Can Software Stocks Put Up a Firewall Against AI’s Threat?

The investments you don’t own are often just as important as those you do.

After years of strong performance, software stocks have had their largest non-recessionary drawdown in almost three decades. One exchange-traded fund (called the iShares Expanded Tech-Software Sector ETF), which is a basket of software stocks, is down nearly 25% so far this year.

Software companies like Adobe, Salesforce, and Constellation Software are all down just about 25% since 2026 began. The data service providers, like Thomson Reuters, S&P Global, and Moodys, are also down nearly 20-30% this year.

(Disclosure: neither clients, Jeff Pollock, or Sunni Schneider have a financial interest in ADBE, CRM, CSU, TRI, SPGI, or MCO).

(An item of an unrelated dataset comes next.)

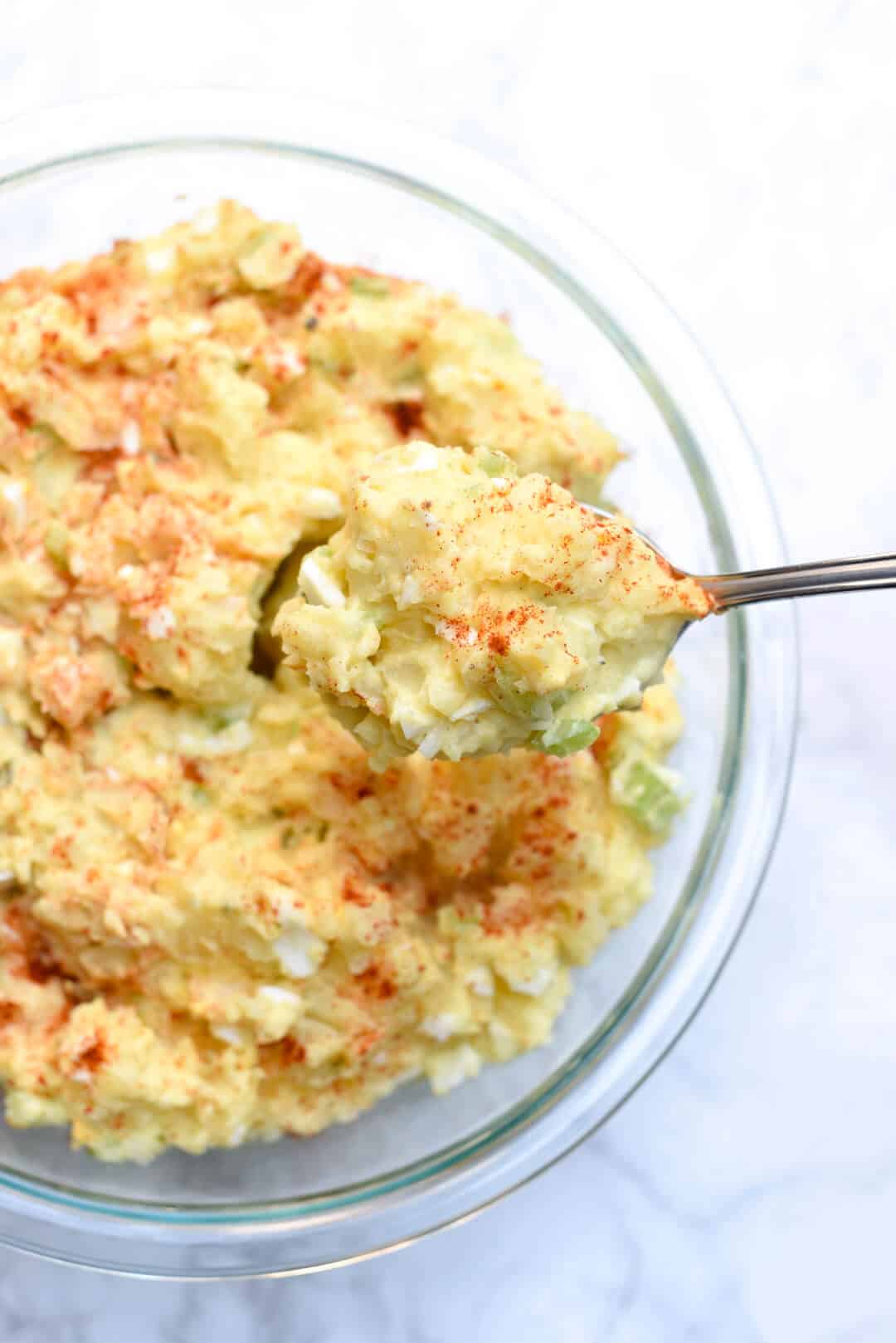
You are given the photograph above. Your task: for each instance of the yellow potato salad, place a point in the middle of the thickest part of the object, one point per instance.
(218, 921)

Through our experience, we believe contrarian investing delivers the best returns over time. This occurs when a security is so far out of favour that few people want to touch it. The stock price will also reflect the market’s pessimism.

Normally, we would be buying these deeply out of favour software stocks. However, our contrarian approach is to identify a problem that can reasonably be resolved. In this case, we see a fundamental structural shift in the sector rather than a one-time hiccup.

The bottom is not in for software and further downside is likely. 

For years, the software industry has thrived on the “seat-based” subscription model. If a company had 500 employees, they paid for 500 licenses. With artificial intelligence likely to displace the workforce (particularly white collar jobs), the recurring revenue business model is now far less certain.

“Vibe coding” is eliminating the need for many software companies and their engineers. This is when a small team can use AI to code a custom solution in mere days rather than months. Consequently, the rich valuation multiple that software stocks have received for signing multi-million dollar contracts now looks increasingly fragile.

Anthropic’s Claude Code, for example, is a tool that drastically slashes the time required to build complex software. In fact, it released Cowork last month, an application that automates work functions, and said it coded the program in merely 2 weeks.

Our company maintains an Approved List of securities to buy for clients when new cash is deposited, dividends accumulate, or a new client joins our firm. Heading into the year, the sole technology stocks on our Approved List to buy were Alphabet and Nvidia. (Disclosure: clients, Jeff Pollock, and Sunni Schneider have a financial interest in GOOG and NVDA).

Needless to say, we’re happy to have dodged the software selloff. 

While there may be opportunities in software in the future, we believe there is too much uncertainty around the recurring revenue business model because of the disruption AI is sure to cause. For that reason, we don’t plan to deploy capital into software stocks in the foreseeable future.